Bio-Informatics is the term comprising of two words. Bio means life. Informatics refers to develop 
methods and software tools for understanding biological data. It mainly involves processing the genetical 
information of the target person to accomplish the task or working with the genetical information to explore new 
information. 

It deals with the creation and advancement of databases, algorithms, computational and statistical 
techniques, and theory to solve formal and practical problems arising from the management and analysis of 
biological data. Application Areas of Bio Informatics include Crime Investigation, DNA Testing and Syndrome 
Test by analyzing the Chromosomes, Unique Identification of a Person. 

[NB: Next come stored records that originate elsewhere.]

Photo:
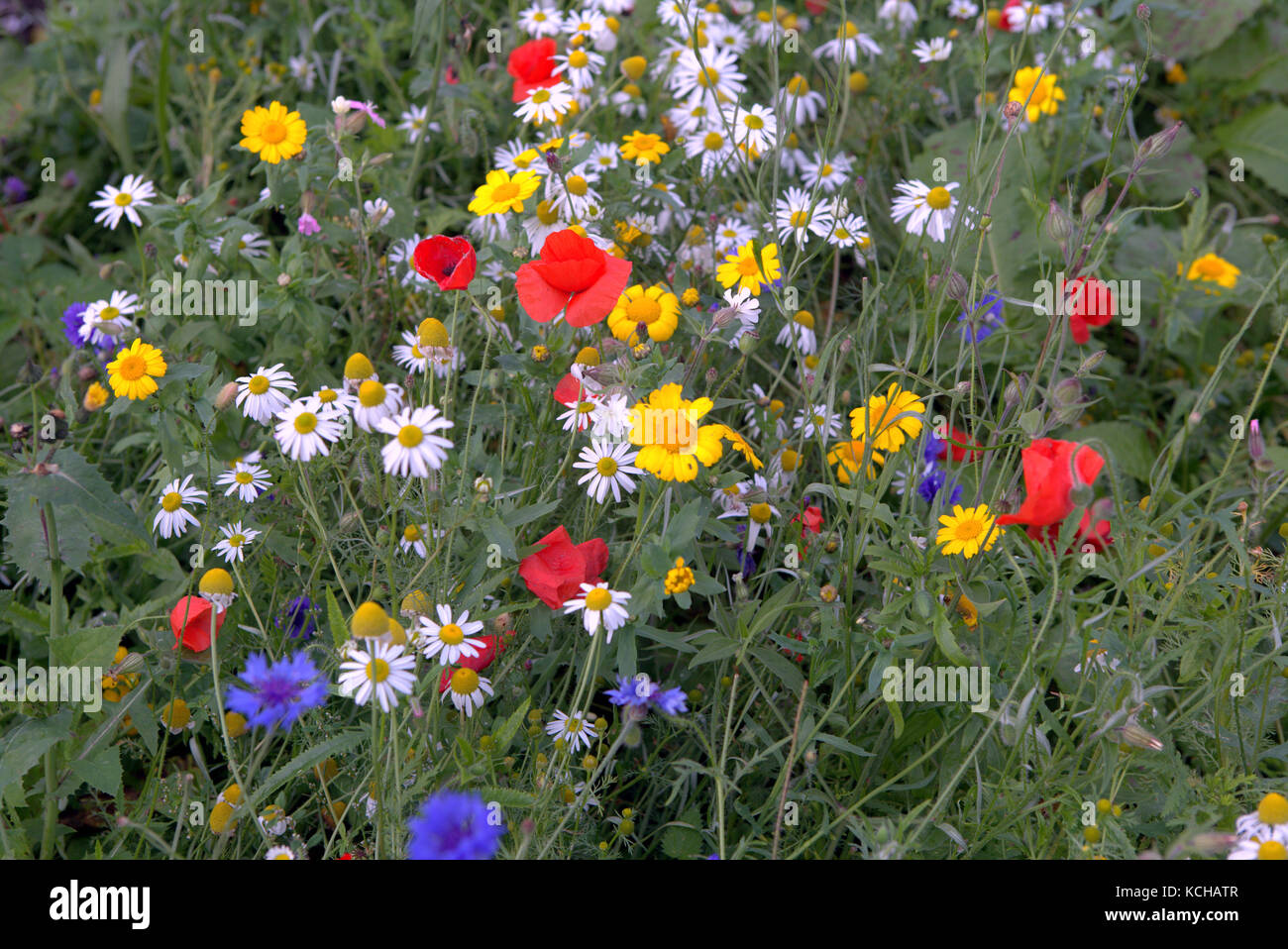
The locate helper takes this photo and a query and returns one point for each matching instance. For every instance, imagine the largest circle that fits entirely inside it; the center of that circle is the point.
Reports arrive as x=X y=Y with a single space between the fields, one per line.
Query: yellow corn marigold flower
x=1037 y=91
x=653 y=307
x=743 y=269
x=134 y=371
x=1212 y=269
x=643 y=147
x=880 y=419
x=273 y=133
x=967 y=531
x=95 y=397
x=848 y=456
x=673 y=439
x=501 y=193
x=679 y=577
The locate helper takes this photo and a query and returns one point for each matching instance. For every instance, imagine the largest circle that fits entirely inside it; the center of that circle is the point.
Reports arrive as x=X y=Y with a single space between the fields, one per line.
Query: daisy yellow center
x=372 y=393
x=465 y=682
x=505 y=192
x=273 y=132
x=1273 y=808
x=133 y=368
x=643 y=310
x=939 y=198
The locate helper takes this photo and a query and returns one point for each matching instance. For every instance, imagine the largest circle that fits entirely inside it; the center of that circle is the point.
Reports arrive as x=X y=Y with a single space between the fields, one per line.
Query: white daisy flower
x=936 y=51
x=376 y=400
x=307 y=428
x=415 y=449
x=469 y=690
x=819 y=420
x=248 y=480
x=545 y=103
x=377 y=670
x=236 y=537
x=124 y=201
x=606 y=468
x=106 y=320
x=263 y=395
x=172 y=518
x=928 y=210
x=415 y=123
x=576 y=730
x=600 y=605
x=451 y=640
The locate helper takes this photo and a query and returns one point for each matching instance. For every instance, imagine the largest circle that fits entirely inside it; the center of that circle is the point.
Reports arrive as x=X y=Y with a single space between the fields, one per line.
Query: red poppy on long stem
x=449 y=262
x=575 y=277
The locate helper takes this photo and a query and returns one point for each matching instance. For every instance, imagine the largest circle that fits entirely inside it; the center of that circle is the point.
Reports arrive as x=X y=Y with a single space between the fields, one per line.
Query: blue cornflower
x=299 y=615
x=279 y=692
x=983 y=320
x=454 y=825
x=643 y=694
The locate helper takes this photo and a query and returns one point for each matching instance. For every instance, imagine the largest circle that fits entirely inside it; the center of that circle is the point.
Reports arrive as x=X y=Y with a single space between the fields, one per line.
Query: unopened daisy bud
x=359 y=368
x=369 y=621
x=632 y=67
x=226 y=395
x=1133 y=735
x=217 y=586
x=432 y=333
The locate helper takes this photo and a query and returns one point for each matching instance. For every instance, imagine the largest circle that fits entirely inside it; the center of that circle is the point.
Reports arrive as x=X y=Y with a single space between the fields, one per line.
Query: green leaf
x=335 y=619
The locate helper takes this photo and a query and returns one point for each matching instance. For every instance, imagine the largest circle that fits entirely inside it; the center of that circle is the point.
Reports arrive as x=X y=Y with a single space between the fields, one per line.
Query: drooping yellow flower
x=643 y=147
x=501 y=193
x=967 y=531
x=273 y=133
x=134 y=371
x=656 y=308
x=1212 y=269
x=671 y=439
x=743 y=269
x=880 y=419
x=1037 y=91
x=848 y=456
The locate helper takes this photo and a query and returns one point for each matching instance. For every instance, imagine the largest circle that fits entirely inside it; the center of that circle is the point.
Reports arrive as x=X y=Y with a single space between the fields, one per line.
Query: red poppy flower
x=1089 y=303
x=1052 y=469
x=532 y=65
x=189 y=619
x=555 y=574
x=449 y=262
x=958 y=443
x=572 y=271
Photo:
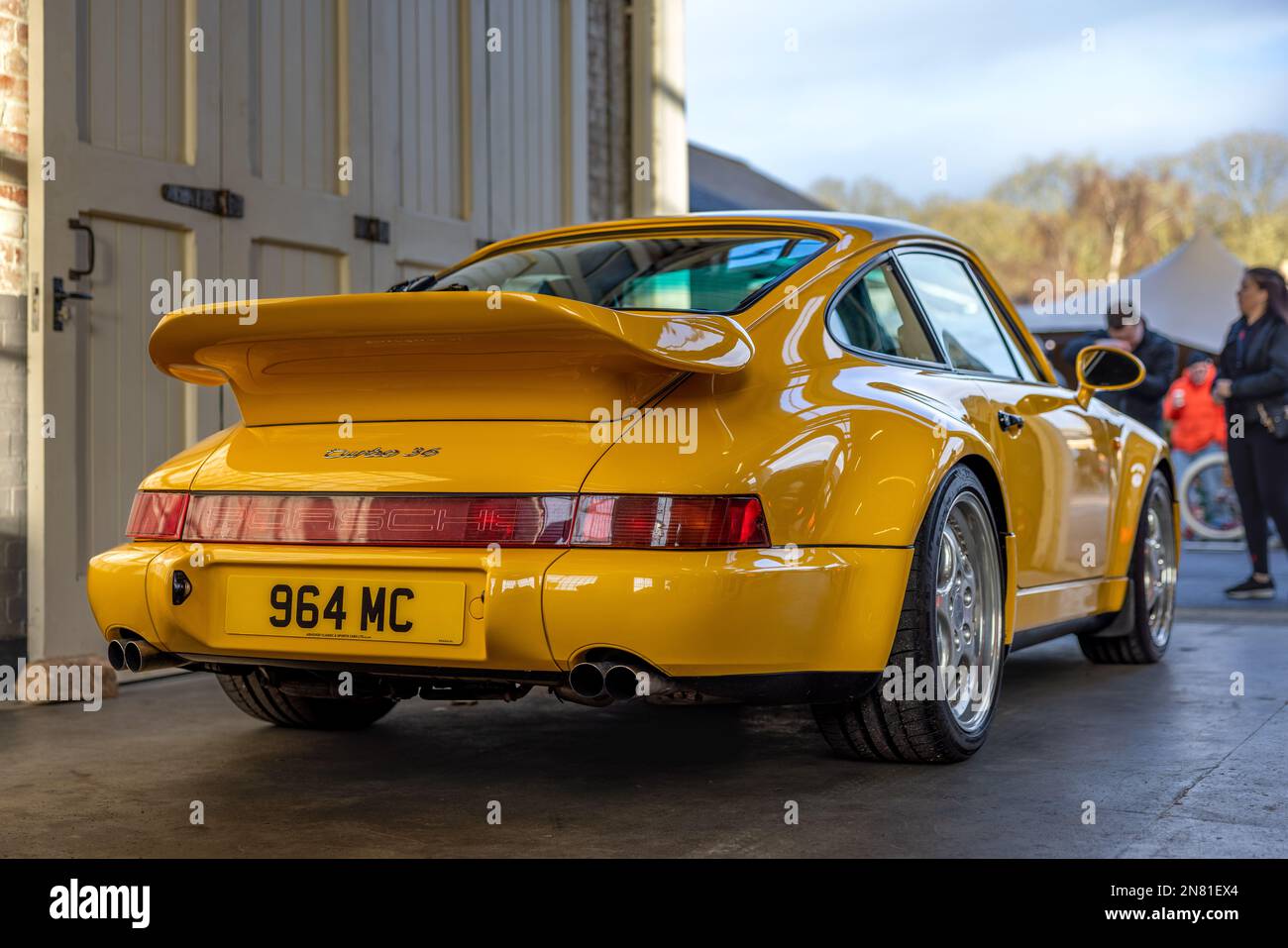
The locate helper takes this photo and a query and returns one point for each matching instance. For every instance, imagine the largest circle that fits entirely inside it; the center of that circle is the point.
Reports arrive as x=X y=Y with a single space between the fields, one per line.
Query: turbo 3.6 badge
x=381 y=453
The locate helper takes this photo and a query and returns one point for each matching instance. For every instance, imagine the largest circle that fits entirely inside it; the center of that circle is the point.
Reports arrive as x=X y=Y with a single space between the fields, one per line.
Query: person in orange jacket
x=1198 y=421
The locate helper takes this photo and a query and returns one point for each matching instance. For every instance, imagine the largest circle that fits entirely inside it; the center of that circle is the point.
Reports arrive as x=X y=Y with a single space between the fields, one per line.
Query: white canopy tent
x=1188 y=296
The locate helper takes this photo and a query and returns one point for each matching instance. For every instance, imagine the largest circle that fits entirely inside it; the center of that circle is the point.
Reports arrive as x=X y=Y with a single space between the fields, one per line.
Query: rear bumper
x=535 y=612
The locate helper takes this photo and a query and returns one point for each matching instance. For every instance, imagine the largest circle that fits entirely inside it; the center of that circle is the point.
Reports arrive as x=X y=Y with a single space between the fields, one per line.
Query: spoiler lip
x=211 y=344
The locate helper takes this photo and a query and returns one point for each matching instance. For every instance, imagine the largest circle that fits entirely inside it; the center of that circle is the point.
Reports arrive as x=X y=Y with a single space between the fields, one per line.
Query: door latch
x=372 y=230
x=60 y=316
x=218 y=201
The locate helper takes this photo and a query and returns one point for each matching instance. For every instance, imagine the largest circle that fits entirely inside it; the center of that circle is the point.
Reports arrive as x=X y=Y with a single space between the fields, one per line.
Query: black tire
x=257 y=697
x=917 y=730
x=1128 y=639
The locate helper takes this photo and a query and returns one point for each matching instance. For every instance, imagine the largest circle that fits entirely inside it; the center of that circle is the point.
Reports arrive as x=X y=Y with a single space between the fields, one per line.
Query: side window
x=966 y=326
x=876 y=316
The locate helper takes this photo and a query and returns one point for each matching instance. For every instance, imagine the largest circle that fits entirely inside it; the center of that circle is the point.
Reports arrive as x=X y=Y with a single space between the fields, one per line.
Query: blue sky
x=883 y=89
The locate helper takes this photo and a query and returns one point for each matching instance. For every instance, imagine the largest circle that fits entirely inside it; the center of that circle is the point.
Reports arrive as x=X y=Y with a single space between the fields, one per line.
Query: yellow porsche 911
x=765 y=459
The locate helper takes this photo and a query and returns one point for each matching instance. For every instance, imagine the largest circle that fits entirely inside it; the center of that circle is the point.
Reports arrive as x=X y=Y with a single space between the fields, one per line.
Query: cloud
x=884 y=90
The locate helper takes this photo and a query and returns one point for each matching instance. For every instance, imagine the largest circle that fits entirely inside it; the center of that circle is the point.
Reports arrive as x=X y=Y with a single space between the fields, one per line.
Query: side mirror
x=1107 y=369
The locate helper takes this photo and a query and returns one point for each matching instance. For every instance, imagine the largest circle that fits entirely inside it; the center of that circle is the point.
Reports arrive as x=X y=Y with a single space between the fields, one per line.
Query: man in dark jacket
x=1126 y=329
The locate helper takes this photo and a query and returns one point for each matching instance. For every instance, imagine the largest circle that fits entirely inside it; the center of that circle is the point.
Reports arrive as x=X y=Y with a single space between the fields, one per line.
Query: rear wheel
x=259 y=698
x=1142 y=630
x=938 y=694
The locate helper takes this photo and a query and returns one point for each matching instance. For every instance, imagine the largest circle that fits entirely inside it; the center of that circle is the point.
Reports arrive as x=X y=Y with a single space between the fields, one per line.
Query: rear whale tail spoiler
x=438 y=355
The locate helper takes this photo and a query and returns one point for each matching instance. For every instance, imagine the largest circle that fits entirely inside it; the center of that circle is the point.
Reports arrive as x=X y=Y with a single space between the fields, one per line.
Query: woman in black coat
x=1253 y=384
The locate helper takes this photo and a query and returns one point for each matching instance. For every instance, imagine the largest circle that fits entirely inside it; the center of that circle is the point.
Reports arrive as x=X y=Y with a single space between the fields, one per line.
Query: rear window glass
x=698 y=274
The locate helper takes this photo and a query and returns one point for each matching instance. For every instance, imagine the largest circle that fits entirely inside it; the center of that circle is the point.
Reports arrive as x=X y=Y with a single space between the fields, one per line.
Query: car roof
x=861 y=228
x=880 y=228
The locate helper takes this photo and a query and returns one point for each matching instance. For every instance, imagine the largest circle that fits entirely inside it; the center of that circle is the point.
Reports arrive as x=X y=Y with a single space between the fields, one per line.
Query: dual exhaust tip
x=612 y=681
x=130 y=655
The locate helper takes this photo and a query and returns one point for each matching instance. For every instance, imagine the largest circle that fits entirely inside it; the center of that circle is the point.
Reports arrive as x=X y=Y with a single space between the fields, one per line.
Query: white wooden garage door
x=271 y=101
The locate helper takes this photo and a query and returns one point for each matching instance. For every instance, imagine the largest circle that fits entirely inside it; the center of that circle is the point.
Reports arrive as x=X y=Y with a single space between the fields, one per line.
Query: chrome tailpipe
x=140 y=656
x=603 y=683
x=623 y=683
x=587 y=679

II. BACK GROUND OR HISTORY 

Human body is made up of cells. Each cell contains DNA which is a helical Structure of bases namely 
A, T, C, G. DNA contains about 3 billion bases and more than 99% of bases are same in all people. The 
arrangements of these bases determine the maintenance of a person. ‘A’ pairs with ‘T’ and 4 C’ pairs with ‘G\ 
Each base is attached to Sugar molecule and a phosphate molecule. Nucleotide is the combination of base and 
sugar molecule and a phosphate molecule. DNA has the tendency to replicate. Each strand of DNA in helical 
structure can serve as a pattern for duplicating sequence of bases. DNA Molecule is packaged into thread like 
structures called Chromosomes. Each cell contains 23 pair of Chromosomes. 22 pairs called autosomes look 
same in all people. 23 rd pair distinguishes the sex. A male has XY pair while the female has XX. 

Genes are made of DNA. Genes contain information needed to make functional molecules called 
proteins. Genes play an important role in the production of proteins. The below are the two major steps in 
protein building. 

Transcription: 

The information stores in gene’s DNA is transferred to similar molecule called RNA in cell nucleus. 
Now this Messenger RNA (m-RNA) that carries information for making a protein carries information from out 
of the nucleus into cytoplasm. 

Translation: 

It takes place in Cytoplasm. m-RNA interacts with specialized complex called ribosome that reads 
sequence of m-RNA bases. Now, the energy that the human takes through food are build into amino acids. 
These amino acids are grouped together to form a protein. 

So, Genes play a vital role. Any mutation in the gene effect this process and leads to genetic disorders 
in the evolving species. The possible gene mutations are insertion, deletion and duplication of bases. These 
mutated genes are to be subjected to gene-therapy by replacing the gene or introducing new gene.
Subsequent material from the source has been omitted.